Singapore's first cadaveric liver transplant was performed at the National University Hospital in 1990. It wasn't until 1996 that the first live liver transplant occurred.
A gift of life
An organ transplant is often required to treat those battling end-stage organ disease. This is especially so for those suffering from liver failure.
"Unlike kidney transplants, we currently don't have any effective options to artificially maintain liver function, so a liver transplant really is a gift of life," explained Associate Professor Tan Chee Kiat, director of the Liver Transplant Service at Singapore General Hospital (SGH), which carried out 12 liver transplants last year.
While waiting for a suitable organ, it is possible for a person with kidney failure to survive on dialysis. When the liver fails, there is often no hope.
"If a person's liver is failing, it can no longer break down food, repair cells and clear the body of toxins. This can lead to swelling of the abdomen and legs, drowsiness, blood infections and even coma," said Assoc Prof Tan, who is also a senior consultant at SGH's gastroenterology and hepatology department.
Assoc Prof Tan estimated that each year, some 20 to 30 liver disease patients progress to a stage where they would need a liver transplant.
A lifeline from a living donor
For these urgent cases, a living donor becomes, quite literally, the patient's lifeline.
"Finding a living donor reduces waiting time and eliminates uncertainty and possible detriment caused by waiting for a deceased donor liver," said Assoc Prof Tan.
There are also other reasons why living organ transplants are preferred over deceased organ transplants.
With a living donor, the graft is also "healthier" as the surgery can be coordinated so that the organ can be quickly transplanted into the recipient, added Assoc Prof Tan.

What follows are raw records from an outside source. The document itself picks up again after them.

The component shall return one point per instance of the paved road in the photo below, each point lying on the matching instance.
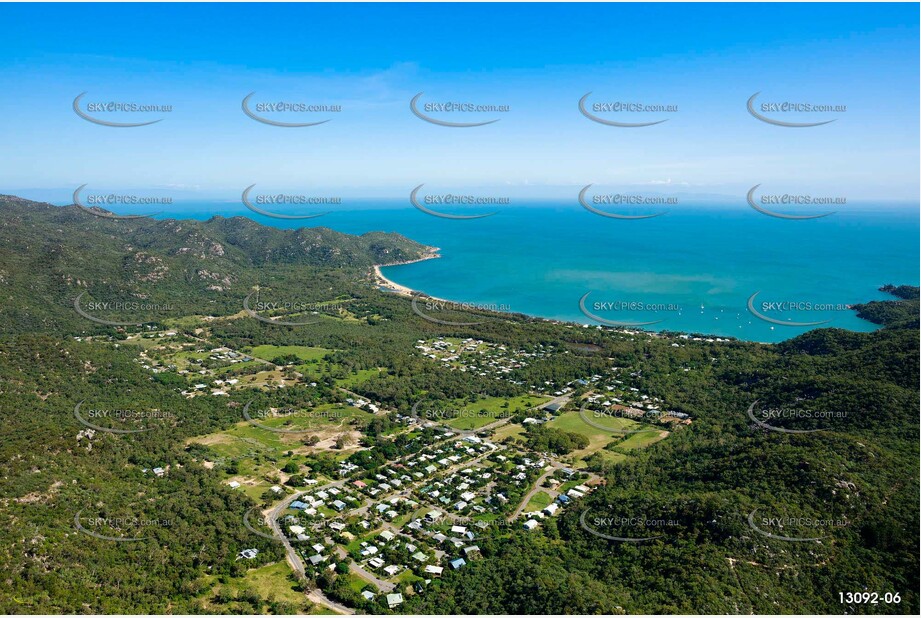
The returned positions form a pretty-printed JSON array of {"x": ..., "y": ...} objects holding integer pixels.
[
  {"x": 316, "y": 595},
  {"x": 537, "y": 487}
]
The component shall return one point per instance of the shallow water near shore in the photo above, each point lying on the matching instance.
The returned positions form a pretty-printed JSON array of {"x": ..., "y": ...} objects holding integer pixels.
[{"x": 692, "y": 270}]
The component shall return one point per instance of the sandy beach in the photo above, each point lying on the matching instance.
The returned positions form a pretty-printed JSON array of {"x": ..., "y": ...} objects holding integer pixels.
[{"x": 393, "y": 286}]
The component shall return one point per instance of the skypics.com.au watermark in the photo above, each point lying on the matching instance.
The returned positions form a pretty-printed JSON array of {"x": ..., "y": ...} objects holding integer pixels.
[
  {"x": 128, "y": 308},
  {"x": 119, "y": 529},
  {"x": 288, "y": 415},
  {"x": 623, "y": 199},
  {"x": 440, "y": 412},
  {"x": 767, "y": 203},
  {"x": 427, "y": 308},
  {"x": 795, "y": 528},
  {"x": 771, "y": 418},
  {"x": 771, "y": 111},
  {"x": 286, "y": 312},
  {"x": 288, "y": 109},
  {"x": 624, "y": 307},
  {"x": 604, "y": 112},
  {"x": 90, "y": 416},
  {"x": 97, "y": 204},
  {"x": 627, "y": 528},
  {"x": 277, "y": 201},
  {"x": 427, "y": 112},
  {"x": 764, "y": 310},
  {"x": 108, "y": 112},
  {"x": 453, "y": 199}
]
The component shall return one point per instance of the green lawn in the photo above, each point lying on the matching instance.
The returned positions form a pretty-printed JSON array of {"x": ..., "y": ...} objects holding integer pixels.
[
  {"x": 485, "y": 411},
  {"x": 305, "y": 353},
  {"x": 641, "y": 440},
  {"x": 538, "y": 502},
  {"x": 269, "y": 581},
  {"x": 598, "y": 438}
]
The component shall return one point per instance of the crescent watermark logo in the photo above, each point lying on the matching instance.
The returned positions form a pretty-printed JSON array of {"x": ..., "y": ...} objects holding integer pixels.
[
  {"x": 588, "y": 421},
  {"x": 249, "y": 204},
  {"x": 761, "y": 316},
  {"x": 84, "y": 314},
  {"x": 612, "y": 123},
  {"x": 753, "y": 526},
  {"x": 770, "y": 213},
  {"x": 107, "y": 123},
  {"x": 103, "y": 215},
  {"x": 120, "y": 539},
  {"x": 621, "y": 539},
  {"x": 271, "y": 537},
  {"x": 255, "y": 315},
  {"x": 421, "y": 314},
  {"x": 80, "y": 418},
  {"x": 611, "y": 215},
  {"x": 789, "y": 414},
  {"x": 780, "y": 123},
  {"x": 413, "y": 199},
  {"x": 413, "y": 106},
  {"x": 591, "y": 315},
  {"x": 275, "y": 123}
]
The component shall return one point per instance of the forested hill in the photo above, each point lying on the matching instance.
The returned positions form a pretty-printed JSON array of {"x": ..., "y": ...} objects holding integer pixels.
[
  {"x": 847, "y": 482},
  {"x": 193, "y": 267},
  {"x": 714, "y": 505}
]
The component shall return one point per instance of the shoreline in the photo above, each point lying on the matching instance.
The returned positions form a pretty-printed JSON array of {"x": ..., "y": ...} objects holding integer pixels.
[
  {"x": 391, "y": 286},
  {"x": 401, "y": 290}
]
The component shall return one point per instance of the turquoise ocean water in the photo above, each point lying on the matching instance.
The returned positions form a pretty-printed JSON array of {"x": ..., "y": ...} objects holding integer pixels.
[{"x": 692, "y": 270}]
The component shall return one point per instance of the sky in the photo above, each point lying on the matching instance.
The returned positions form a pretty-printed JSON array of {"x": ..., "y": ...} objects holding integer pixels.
[{"x": 539, "y": 60}]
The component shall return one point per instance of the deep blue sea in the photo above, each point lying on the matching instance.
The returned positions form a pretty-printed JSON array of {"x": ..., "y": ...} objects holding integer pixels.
[{"x": 692, "y": 270}]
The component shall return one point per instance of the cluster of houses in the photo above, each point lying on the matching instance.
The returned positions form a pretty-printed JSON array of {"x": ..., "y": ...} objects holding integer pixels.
[
  {"x": 579, "y": 491},
  {"x": 480, "y": 357},
  {"x": 629, "y": 402},
  {"x": 360, "y": 403},
  {"x": 326, "y": 502}
]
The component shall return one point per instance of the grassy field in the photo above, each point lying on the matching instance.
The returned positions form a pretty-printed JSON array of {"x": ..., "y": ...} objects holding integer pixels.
[
  {"x": 641, "y": 440},
  {"x": 269, "y": 582},
  {"x": 485, "y": 411},
  {"x": 304, "y": 353},
  {"x": 508, "y": 431},
  {"x": 260, "y": 452},
  {"x": 598, "y": 438},
  {"x": 538, "y": 502}
]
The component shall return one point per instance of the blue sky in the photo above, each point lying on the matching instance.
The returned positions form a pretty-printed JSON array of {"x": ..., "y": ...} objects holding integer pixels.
[{"x": 537, "y": 59}]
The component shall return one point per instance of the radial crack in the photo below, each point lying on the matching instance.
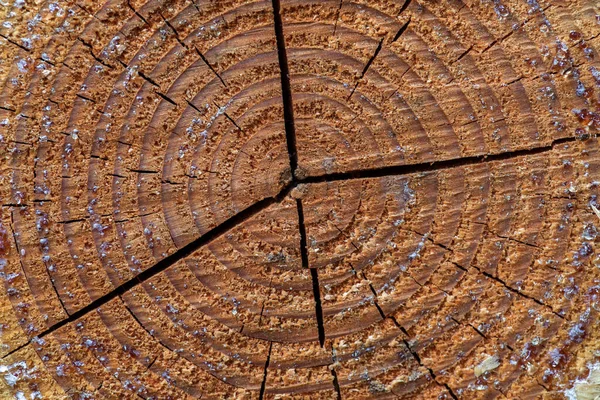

According to Assoc Prof Tan, anyone can become a living donor. However, he stressed that the donation is an "entirely voluntary act" and the donor can change his mind right up until the point when he goes for the transplant surgery.
What are the risks?
Given today's medical advancements, doctors said live organ donation procedures are relatively safe. However, many people still have misconceptions about it (see box).
In the case of liver transplants, Assoc Prof Tan said donors do not face significant long-term health risks of organ failure. "In fact, the donor's remaining liver rapidly regenerates within the first two weeks and is back to its normal size by about two months post-transplant," he said.
"However, as with other types of major surgery, there are risks of pain, infection and blood clots. There is a low risk of mortality related to the surgery."
A year and a half on, life is back to normal for both Johnson and Mdm Yee.
For Johnson, who now sports a six-inch vertical scar on his belly, giving up half of his liver for his mother had not been a tough decision to make.
"There wasn't much time (to hesitate). My mum's condition was serious," he said.
On the contrary, it was Mdm Yee who, despite being in critical condition, had worried about Johnson's health.
"I felt that it was a dangerous thing to do, and since I was already so old, it didn't matter if I recovered or not.
"But thank God for giving me such a good son," she said.
Myth 1: I am at a higher risk of ill health if I live with only one kidney.
According to doctors, donors do not face significant long-term health risks of organ failure.
Dr Terence Kee, director of renal transplantation at SGH, said studies have shown that the risk of kidney failure and other health problems are the same, if not lower than the general population. This is because donors need to be healthier than most people to qualify as one.
"Donors can also have children and, like others, are encouraged to lead a healthy lifestyle. But they will need to avoid contact sports to minimise risk of injury to the remaining kidney," said Dr Kee.
Myth 2: I will have to live with a smaller liver for the rest of my life if I donate part of my liver.
A living donor can donate up to 60 per cent of his liver for a transplant.
However, according to Assoc Prof Tan, the remaining liver rapidly regenerates within the first two weeks and is back to its normal size by about two months post-transplant.